1) The "German" lands are primarily populated by Kresy-origin Poles. In many cases, entire villages were relocated from modern Belarus to current Silesia. Many of those people continued to "live on suitcases" for the first few years after the deportations, because they wanted to go home.

2) Many, very many, of Poland's greatest authors and statesmen came from the Kresy. Rej, who is considered the father of Polish literature, was born in modern Zhuravno, Ukraine. Mickiewicz was born in what is modern Belarus. The same man, that wrote: "Litwo, Ojczyzno moja! ty jesteś jak zdrowie". As a foreigner, these were my first introductions to Poland, and the way I came to take an interest in it.

3) Bottom line, Poland has a significantly stronger connection to the East, than it does to what it lost in the West many centuries ago.
Bobko   
8 Aug 2023
Life / In Poland on holiday - need help with bad case of homesickness [108]

On the one hand, I want to crow over Lenka's feeling of missing out. On the other hand, I'm in the same goddamn boat - so who does it make me if I laugh at Lenka?

Regarding the first part:

1) The grass really isn't always greener on the other side.

2) The absolute majority of the emigres I meet in New York, specifically those that moved in the '80s, '90s, or even early 2000s - are miserable people that have nothing but envy in reserve for those that stayed at home and made considerably more money than a person living on Brighton Beach (while also remaining in touch with family, and the place that birthed you).

3) From what you write - it is evident that when you were leaving it was a seemingly well calculated decision based on the fact that you could not envision Poland affording you the same life. Well - here is karma, in the form of your current anxiety.

Now for the other side:

1) You have brilliant English (but not much better than Kania's, Paulina's, or Pawian's who stayed home)

2) You are able to participate in discussions from a unique perspective, which is rarely heard from the above mentioned compatriots

3) I am sure that you have acted as a wonderful ambassador for the nation of Poland itself - charming and light-footed as you are.

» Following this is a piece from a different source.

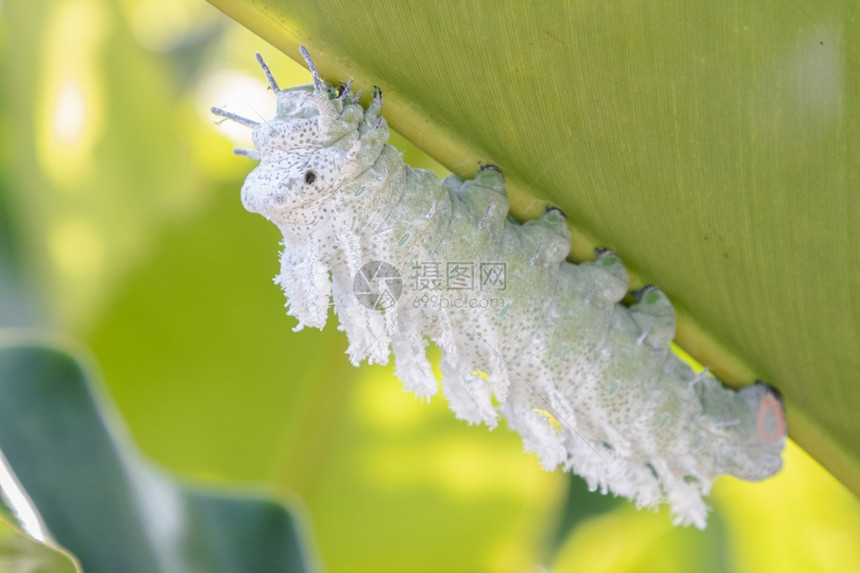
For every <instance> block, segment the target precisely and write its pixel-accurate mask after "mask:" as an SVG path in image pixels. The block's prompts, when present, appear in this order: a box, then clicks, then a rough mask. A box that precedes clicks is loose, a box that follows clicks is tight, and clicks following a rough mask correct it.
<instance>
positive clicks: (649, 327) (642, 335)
mask: <svg viewBox="0 0 860 573" xmlns="http://www.w3.org/2000/svg"><path fill="white" fill-rule="evenodd" d="M633 296H634V298H635V299H636V301H637V302H636V304H634V305H633V306H631V307H630V314H631V316H632V317H633V320H634V321H636V324H638V325H639V328H640V329H641V331H642V334H640V335H639V337H638V338H637V339H636V343H637V344H648V345H649V346H651V347H652V348H656V349H658V350H662V349H665V348H666V345H667V344H669V342H671V341H672V339H673V338H674V337H675V309H674V308H673V307H672V303H671V302H669V299H668V298H667V297H666V295H665V294H664V293H663V291H661V290H660V289H658V288H657V287H655V286H651V285H648V286H646V287H643V288H641V289H639V290H637V291H634V292H633Z"/></svg>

4) Not everything can be measured in terms of "quality of life", or "comfort of the soul". Perhaps Poland is catching up, and soon there will be no meaningful difference in living in the UK or Poland. Still, the experience of leaving and starting life anew in a new place - whether they like it or not - makes you stronger than the average Pole. In this life - strength matters.

Finally - one last thought on the subject:

* Having been born in Poland - you'll always be a Pole. Whatever sparkly and beautiful things in Poland that you see now - that pull at your heart - it's all yours anyway. Take this from a Russian living in NY.